I’ve done a lot of work in describing service models that were aimed at automating operations. What I determined was that there was connection and there was cooperation as far as describing the way two black boxes interact. In the former case, a black box might have to be informed about an SLA fault in order to “know” that it might not be able to meet its own SLAs. In the latter case, the black box might be informed in order to mediate or participate in a remedy.

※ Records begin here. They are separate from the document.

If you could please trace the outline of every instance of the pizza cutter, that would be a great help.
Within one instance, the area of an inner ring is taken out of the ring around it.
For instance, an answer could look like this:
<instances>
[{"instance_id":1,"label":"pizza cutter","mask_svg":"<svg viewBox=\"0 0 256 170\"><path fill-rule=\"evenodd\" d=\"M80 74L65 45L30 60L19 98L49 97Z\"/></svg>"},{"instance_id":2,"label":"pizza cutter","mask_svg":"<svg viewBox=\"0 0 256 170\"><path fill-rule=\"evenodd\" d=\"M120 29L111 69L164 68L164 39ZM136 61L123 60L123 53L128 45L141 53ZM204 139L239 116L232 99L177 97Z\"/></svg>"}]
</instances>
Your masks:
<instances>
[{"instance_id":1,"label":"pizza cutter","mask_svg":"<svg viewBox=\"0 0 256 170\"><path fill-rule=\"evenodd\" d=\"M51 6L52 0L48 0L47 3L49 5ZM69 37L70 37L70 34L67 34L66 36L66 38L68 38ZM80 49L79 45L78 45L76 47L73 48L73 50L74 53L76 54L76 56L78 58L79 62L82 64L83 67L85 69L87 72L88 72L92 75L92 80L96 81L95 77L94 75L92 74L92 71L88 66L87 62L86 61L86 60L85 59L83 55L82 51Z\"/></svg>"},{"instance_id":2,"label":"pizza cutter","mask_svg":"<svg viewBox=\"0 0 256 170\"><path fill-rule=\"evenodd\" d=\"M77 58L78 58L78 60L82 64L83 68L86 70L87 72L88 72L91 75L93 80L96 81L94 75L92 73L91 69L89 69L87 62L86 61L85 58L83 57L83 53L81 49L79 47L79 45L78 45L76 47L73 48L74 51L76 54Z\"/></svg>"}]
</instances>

Let’s suppose our black box is an element in a service, and that its interface to a core network service fails. If it has a second interface to the same core network, and if that interface can be used to satisfy its SLA “upstream”, then there black box could remedy its own failure. If it doesn’t have another interface, then it would need to report a failure “upstream”. The question is then whether the upstream box has a connection to the core that doesn’t go back through the same failed box. If it does, then it has a remedy option, and we might well consider that “parent” box and whatever “child” boxes there might be with parallel interfaces to the core to be a cooperative system, and to provide operations automation, meaning AIOps, for that system of boxes. In that case, we might see a complex hierarchy of black boxes.

It’s also possible that there might be a black box system that’s created by management alone. An SLA violation might be reported not to the data-plane interface (or not just to it) but to a management system, one that’s an AIOps entity. In that case, the span of control of that management system would determine the boundary of the cooperative system, because it’s the thing that’s inducing the cooperation.

The purpose of this structure is to string AIOps elements in the mesh of things that form the infrastructure being managed, an infrastructure almost surely bound together with a network. These elements would be charged with ensuring that the subordinate black boxes under their control met their overall SLA. And, of course, there would be an AIOps element sitting at the top of the hierarchy. However, rather than being expected to understand all the pieces of that mesh of things, it only has to understand the properties of the black boxes just below it in the hierarchy. These boxes need to understand what’s below them, and so forth until we reach the bottom.

Effective AIOps depends on intent modeling, and intent modeling isn’t just defining black boxes that represent modeled elements, it’s also defining the way these black boxes are organized into a cooperative hierarchy. The “model” is as important as the “intent”. This reduces the burden on each AIOps element, and it also permits the elements to be specialized to the specific infrastructure components they’re expected to control. As you rise in the hierarchy, the elements could become more generalized, since their mission would usually be one of finding alternatives to a primary element that had failed.

The approach I’ve described also provides for the use of AIOps in testing and rehabilitation of assets, and for broader-level diagnosis of the health of the system overall. A specialized tool could be “connected” to a separate management channel to do this, and that channel could (like the data interfaces) represent either a pathway to specific real assets or to an AIOps element there, prepared to act on behalf of the generalized higher-level tool Testing and rehab, then, would be managed through the same sort of AIOps hierarchy as overall operations, though not necessarily one with the same exact structure.

We may be heading toward the notion of having AI deployed in a network or compute structure that’s hierarchical, but that doesn’t mean that we have a hierarchy of intent models or even that we have intent models at all. There’s not enough formalism with respect to the relationship between clusters of technology elements, their management tools, and the management of the entire infrastructure…at least not yet. Some vendors are making progress toward a holistic management vision, and such a vision is just as critical for AIOps as AI is itself.